Sunday, March 2, 2008

Free Healthcare - Pernicious Nonsense

This election cycle the two Democratic candidates for President of the United States are both pushing universal healthcare. I have direct experience of it (a better name is socialized medicine, but that has negative associations they are trying to avoid) and though I am second to none in preferring to use my money to buy Manolo Blahnik shoes and Fendi purses, bitter experience has led me to believe that we are going in the wrong direction to fix the problems with American healthcare.

For years I’ve told stories about my family in Canada; my mom waiting 4 months for an MRI to find out if a brain tumor was cancer, an uncle having to have an emergency bypass in the US because the Canadian estimate of how long his failing heart would last was off by 50%, but recently I ran across a healthcare blog with stories identical to mine except for the ending—my family survived the delays. Click here for a happily ending video about another Canadian with a brain tumor that brings it home. The waiting lists for care are unconscionable in Canada, but if it weren’t for people dying before they get their care or coming to the US, they would be even longer. The Oscar winning movie The Barbarian Invasions opens with an evocative scene in a hospital in Quebec with wiring hanging from the ceilings and the halls jammed with patients on gurneys.

Unfortunately, no matter how thoroughly or often the dream of universal healthcare fails, hope springs eternal. My friends who want “free” healthcare get thin lipped and silent when I talk about how sick you have to be to get care and how corrupt the system has become. They don’t want to hear it. My family in Canada cling to their fantasy that they can only manage because of the generosity of the government, regardless of the injuries and deaths waiting for care has caused. There is a rosy-glasses blog here that pooh-poohs the problems in much the same way. I can only assume that the writer has never been told that the government has decided he can live for a year so he can have heart surgery in 9 months.

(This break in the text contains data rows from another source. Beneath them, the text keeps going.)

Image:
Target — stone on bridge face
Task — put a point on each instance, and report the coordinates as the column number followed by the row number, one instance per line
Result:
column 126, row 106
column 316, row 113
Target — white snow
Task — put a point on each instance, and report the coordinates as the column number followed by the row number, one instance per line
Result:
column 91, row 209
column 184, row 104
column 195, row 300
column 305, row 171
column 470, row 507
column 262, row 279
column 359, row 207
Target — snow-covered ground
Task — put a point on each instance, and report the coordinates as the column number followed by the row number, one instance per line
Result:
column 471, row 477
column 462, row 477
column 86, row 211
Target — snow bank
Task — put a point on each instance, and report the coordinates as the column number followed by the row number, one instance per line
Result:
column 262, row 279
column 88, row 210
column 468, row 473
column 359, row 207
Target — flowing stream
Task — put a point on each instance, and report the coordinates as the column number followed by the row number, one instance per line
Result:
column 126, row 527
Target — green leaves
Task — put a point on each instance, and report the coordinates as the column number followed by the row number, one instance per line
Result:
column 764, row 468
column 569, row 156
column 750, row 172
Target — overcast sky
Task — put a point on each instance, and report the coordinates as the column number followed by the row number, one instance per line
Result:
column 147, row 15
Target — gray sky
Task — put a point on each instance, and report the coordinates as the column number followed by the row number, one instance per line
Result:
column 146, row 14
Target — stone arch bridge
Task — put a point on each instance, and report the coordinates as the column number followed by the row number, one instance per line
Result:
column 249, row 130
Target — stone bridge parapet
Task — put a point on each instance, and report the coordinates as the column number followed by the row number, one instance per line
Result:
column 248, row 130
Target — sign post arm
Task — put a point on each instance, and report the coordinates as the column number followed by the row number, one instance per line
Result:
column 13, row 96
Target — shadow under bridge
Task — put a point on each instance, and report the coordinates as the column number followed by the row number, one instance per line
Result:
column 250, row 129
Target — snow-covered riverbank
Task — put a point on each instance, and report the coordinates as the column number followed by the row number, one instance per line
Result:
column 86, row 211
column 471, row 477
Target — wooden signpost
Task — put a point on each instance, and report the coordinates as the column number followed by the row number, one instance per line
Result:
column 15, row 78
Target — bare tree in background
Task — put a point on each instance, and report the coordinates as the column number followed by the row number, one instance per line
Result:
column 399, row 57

I needed carpal tunnel surgery some years ago. I had some permanent nerve damage so I scheduled the surgery in 10 days. If I had been in Canada I would have been told that since it wasn’t life threatening I had to wait 8 months. By that time, the nerve damage would have progressed, making it less possible for me to continue to work and function more or less normally. Medical care, even for non-life threatening problems, that has been postponed for months is not the equal of timely care. A patient is much sicker, less likely to fully recover, than if they had been cared for right away. More damage has been allowed to happen. In the case of cancer, it can make the difference between life and death. In other cases it can make the difference between ability and disability. Free medical care is a pernicious fantasy.